The Napier-Dunedin semifinal “golden goal” debacle only served to remind me of the artificiality of playoffs for a league championship. We had a clearcut league winner in University-Mt Wellington. Over 18 matches, home and away, they were the best team. Champions. Why on earth would we need playoffs?
The common answer is it creates an end-of-season ‘spectacle” and sense of occasion for the punters. It gives us end-of-season excitement. Oh, and rugby and league do it. And it’s an excuse to get on tele.
Well, it hardly rates as a “spectacle” when so few fans can be bothered turning up, and their judgement is vindicated by the standard of play. I can only hope few people got to see it on tele, because it would have put promotion of the game back a decade.
You’ll note I’m trying hard here to make a case for the golden goal shambles to somehow become a reason to ditch playoffs altogether. Okay, so I’m drawing a long bow, but two finals in a week confused many people (on Lion Red Sports Cafe the rugbyheads called the NCC final the Chatham Cup final).
But for readers who want blood, yes, it was a cock-up worthy of the first inaugural Charlie Dempsey Award.
However it at least created media interest where otherwise there would have been none.
Witness how television ignored the semis first time around unti the controversy broke. At least TV3 went to the trouble of contacting Simon Milton in Dunedin for some footage of the game. TVNZ used old footage of Dunedin v Haswell to illustrate to illustrate its story.
NZS did the right thing in ordering a replay. Once the errors had been made, it was the best way to rectify things.
Incidentally, for people who like to compare the way things are compared to the way they were designed to be, in tidying some files the other day I noticed a New Zealand Soccer memo from April 26 1999, outlining the new structure for the game. It’s sobering to revisit some of the points made…
“There will be a new national league based on the restructuring of associations of which it is intended that a New Zealand development squad will participate in this competition. For the first time this league will be replicated to include a women’s national league if a major sponsor can be found…”
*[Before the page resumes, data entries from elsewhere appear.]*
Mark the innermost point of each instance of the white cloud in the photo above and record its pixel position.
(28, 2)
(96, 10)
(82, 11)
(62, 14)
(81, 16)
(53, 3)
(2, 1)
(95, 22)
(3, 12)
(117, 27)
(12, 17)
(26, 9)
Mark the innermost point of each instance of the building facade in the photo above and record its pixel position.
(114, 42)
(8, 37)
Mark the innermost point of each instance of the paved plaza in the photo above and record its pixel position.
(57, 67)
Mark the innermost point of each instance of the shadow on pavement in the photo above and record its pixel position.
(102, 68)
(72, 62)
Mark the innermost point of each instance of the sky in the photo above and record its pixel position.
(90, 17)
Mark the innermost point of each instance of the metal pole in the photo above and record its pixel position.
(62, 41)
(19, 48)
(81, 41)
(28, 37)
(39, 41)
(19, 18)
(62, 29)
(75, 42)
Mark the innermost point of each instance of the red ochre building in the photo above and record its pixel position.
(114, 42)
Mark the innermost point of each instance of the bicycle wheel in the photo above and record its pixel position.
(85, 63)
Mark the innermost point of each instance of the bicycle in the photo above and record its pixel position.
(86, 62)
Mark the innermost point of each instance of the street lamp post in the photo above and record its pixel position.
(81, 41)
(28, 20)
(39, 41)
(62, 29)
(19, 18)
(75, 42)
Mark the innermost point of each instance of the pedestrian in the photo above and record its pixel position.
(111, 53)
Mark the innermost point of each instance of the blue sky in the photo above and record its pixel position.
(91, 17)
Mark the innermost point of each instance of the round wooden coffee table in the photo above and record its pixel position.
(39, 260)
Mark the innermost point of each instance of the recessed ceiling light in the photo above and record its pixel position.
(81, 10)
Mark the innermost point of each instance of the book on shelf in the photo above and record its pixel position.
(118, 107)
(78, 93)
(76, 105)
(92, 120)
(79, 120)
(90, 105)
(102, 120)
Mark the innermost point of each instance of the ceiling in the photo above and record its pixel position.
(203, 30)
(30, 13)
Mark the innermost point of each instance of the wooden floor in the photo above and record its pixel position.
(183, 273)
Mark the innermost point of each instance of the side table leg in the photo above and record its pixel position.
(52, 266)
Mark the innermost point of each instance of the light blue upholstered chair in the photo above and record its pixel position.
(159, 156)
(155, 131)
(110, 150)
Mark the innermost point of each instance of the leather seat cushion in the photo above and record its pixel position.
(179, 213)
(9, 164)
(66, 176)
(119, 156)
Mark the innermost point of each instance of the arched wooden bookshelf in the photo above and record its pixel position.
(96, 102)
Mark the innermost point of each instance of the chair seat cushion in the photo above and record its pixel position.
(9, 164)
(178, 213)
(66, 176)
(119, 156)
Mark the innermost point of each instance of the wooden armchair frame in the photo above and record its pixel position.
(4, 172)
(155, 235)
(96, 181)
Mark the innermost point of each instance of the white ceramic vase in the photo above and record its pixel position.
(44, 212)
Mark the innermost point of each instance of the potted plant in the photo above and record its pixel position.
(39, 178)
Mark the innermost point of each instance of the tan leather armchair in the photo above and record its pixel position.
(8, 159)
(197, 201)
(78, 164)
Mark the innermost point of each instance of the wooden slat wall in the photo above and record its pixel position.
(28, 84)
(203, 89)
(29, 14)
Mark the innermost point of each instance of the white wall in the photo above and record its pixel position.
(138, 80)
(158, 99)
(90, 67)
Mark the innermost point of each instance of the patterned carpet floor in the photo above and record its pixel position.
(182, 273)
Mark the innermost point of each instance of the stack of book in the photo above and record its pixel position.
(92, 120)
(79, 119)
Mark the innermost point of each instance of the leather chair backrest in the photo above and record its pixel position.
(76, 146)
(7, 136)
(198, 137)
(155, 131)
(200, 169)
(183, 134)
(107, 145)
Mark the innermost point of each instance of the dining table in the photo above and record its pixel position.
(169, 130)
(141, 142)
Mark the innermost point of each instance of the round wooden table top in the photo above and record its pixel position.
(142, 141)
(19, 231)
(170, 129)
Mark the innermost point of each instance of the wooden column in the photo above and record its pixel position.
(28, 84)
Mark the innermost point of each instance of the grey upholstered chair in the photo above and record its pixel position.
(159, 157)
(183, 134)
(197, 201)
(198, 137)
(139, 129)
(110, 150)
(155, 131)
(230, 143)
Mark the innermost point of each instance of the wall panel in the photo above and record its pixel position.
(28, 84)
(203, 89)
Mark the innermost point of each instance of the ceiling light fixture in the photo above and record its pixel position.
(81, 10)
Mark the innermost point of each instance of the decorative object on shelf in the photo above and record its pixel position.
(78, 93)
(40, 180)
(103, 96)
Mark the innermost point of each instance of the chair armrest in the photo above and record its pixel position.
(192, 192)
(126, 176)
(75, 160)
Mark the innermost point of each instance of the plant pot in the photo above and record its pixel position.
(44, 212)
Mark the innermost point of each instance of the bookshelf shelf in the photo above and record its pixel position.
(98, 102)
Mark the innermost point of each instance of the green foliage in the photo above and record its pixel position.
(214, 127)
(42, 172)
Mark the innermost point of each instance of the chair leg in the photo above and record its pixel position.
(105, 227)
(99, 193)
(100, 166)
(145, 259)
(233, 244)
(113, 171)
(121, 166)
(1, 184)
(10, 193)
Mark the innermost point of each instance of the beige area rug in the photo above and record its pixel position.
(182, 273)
“The associations would be responsible for running their own competitions with the emphasis being placed on development of clubs so that the winners of each association championship will play off at the end of the season, to find a new Zealand club champion.
Eighteen months down the track we’ve seen nothing like that. Readers can make up their own minds on whether that is a good thing or not.